本案例利用MindSpore框架,基于Callback基于自定义了回调类 EvaluateCallBack,为了满足在模型训练时,能够在每一次epoch结束后计算3个评价指标:Loss、Top1-Acc、Top5-Acc,并根据评价指标的变化保存当前最优的模型的特定需求。

具体的实现流程首先是在EvaluateCallBack类中,通过__init__方法初始化相关参数,并重新实现epoch_end方法,在该方法中通过MindSpore的字典类型变量RunContext.original_args()获取模型训练时记录的相关属性,如cur_epoch_num,即当前epoch数,以及train_network,即训练的网络模型,在epoch_end方法中还计算了3个评价指标:Loss、Top1-Acc、Top5-Acc,并比较当前epoch的Top1-Acc值与记录的最优Top1-Acc值,利用先前获取到的train_network将表现最优的模型保存在特定路径下。综上实现了在模型训练时,每个epoch结束后计算eval_metrics类中定义的各个评价指标,并根据Top1-Acc指标保存最优模型。

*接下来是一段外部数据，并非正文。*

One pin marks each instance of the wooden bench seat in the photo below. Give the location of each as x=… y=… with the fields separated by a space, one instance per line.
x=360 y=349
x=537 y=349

在模型训练时,首先是设置模型训练的epoch次数为100,再通过自定义的create_dataset方法创建了训练集和验证集,设置batch_size大小为128,图像尺寸统一调整为224x224;损失函数使用SoftmaxCrossEntropyWithLogits计算预测值与真实值之间的交叉熵,优化器使用adamw,并设置学习率为0.005。回调函数方面使用了LossMonitor和TimeMonitor来监控训练过程中每个epoch结束后,损失值Loss的变化情况以及每个epoch、每个step的运行时间,还实例化了自定义的回调类EvaluateCallBack,实现计算每个epoch结束后,计算评价指标Loss、Top1-Acc和Top5-Acc,并保存当前最优模型。在100个epcoh结束后,模型在验证集和测试集上的评估指标为:

  • 验证集:Top1-Acc:55.15%,Top5-Acc:81.00%
  • 测试集:Top1-Acc:55.26% ,Top5-Acc:81.59%

本案例构建的网络模型具有较好的性能,能够实现对测试集进行较为准确的预测。

设置精度水平

In [19]:

def do_keep_fp32(network, cell_types):
    """Cast cell to fp32 if cell in cell_types"""
    for _, cell in network.cells_and_names():
        if isinstance(cell, cell_types):
            cell.to_float(mstype.float32)


def cast_amp(net):
    """cast network amp_level"""
    if args.amp_level == "O1":
        print(f"=> using amp_level {args.amp_level}\n"
              f"=> change {args.arch} to fp16")
        net.to_float(mstype.float16)
        cell_types = (nn.GELU, nn.Softmax, nn.Conv2d, nn.Conv1d, nn.BatchNorm2d, nn.LayerNorm)
        print(f"=> cast {cell_types} to fp32 back")
        do_keep_fp32(net, cell_types)
    elif args.amp_level == "O2":
        print(f"=> using amp_level {args.amp_level}\n"
              f"=> change {args.arch} to fp16")
        net.to_float(mstype.float16)
        cell_types = (nn.BatchNorm2d, nn.LayerNorm)
        print(f"=> cast {cell_types} to fp32 back")
        do_keep_fp32(net, cell_types)
    elif args.amp_level == "O3":
        print(f"=> using amp_level {args.amp_level}\n"
              f"=> change {args.arch} to fp16")
        net.to_float(mstype.float16)
    else:
        print(f"=> using amp_level {args.amp_level}")
        args.loss_scale = 1.
        args.is_dynamic_loss_scale = 0
        print(f"=> When amp_level is O0, using fixed loss_scale with {args.loss_scale}")

定义Loss函数

In [20]:

class SoftTargetCrossEntropy(LossBase):
    """SoftTargetCrossEntropy for MixUp Augment"""

    def __init__(self):
        super(SoftTargetCrossEntropy, self).__init__()
        self.mean_ops = P.ReduceMean(keep_dims=False)
        self.sum_ops = P.ReduceSum(keep_dims=False)
        self.log_softmax = P.LogSoftmax()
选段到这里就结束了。